I think Vanilla Vice is probably the one I would suggest for someone looking for an everyday, easy vanilla from the pack, because it vanilla forward, is a little toasted and soft for a good interplay of notes, is more interesting than a plain vanilla, but remains a fairly even wear throughout the day. Vanilla Sky would be one I would also feel confident recommending, since it is full on vanilla the whole way through, but is certainly more sweet for those looking for a very obvious gourmand. My only caution on Vanilla Woods is it's a little more masculine with the tobacco and woods, but if you like that, then definitely give it a go.

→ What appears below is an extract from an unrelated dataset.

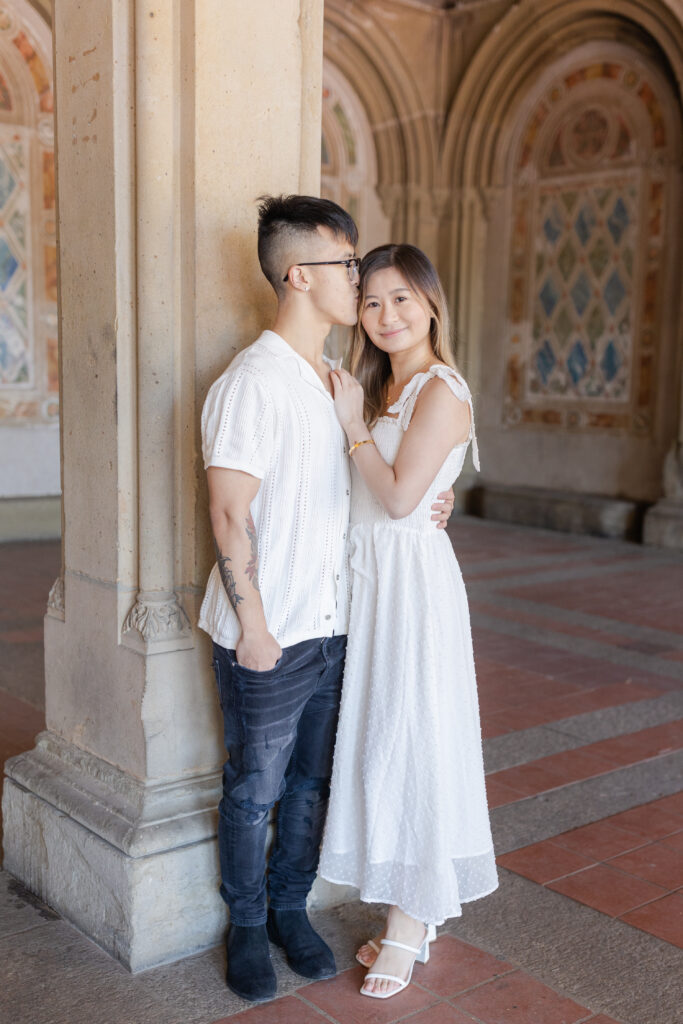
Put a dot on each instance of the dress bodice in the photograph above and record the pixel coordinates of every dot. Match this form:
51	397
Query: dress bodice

The vanilla is still very prominent, it's just a lot less sweet than most popular vanilla gourmands available. Wild Vanilla Orchid is just to me the most plain of the ones here. Not that there's anything wrong with it, but there's nothing to write home about. A good, simple, easy fragrance that only you will smell for the whole work day and be gone in time for you to go to bed.
I had fun with these. Despite wearing vanillas for a week and seeing a variety of ways it can be blended in with other notes, none of these wowed me, but that's only because of my own apathy towards vanilla, not because these were bad scents. I remain on the hunt for a vanilla that will knock my socks off. If you have any suggestions for a vanilla for me to try, leave it down below and I'll see what the fuss is about.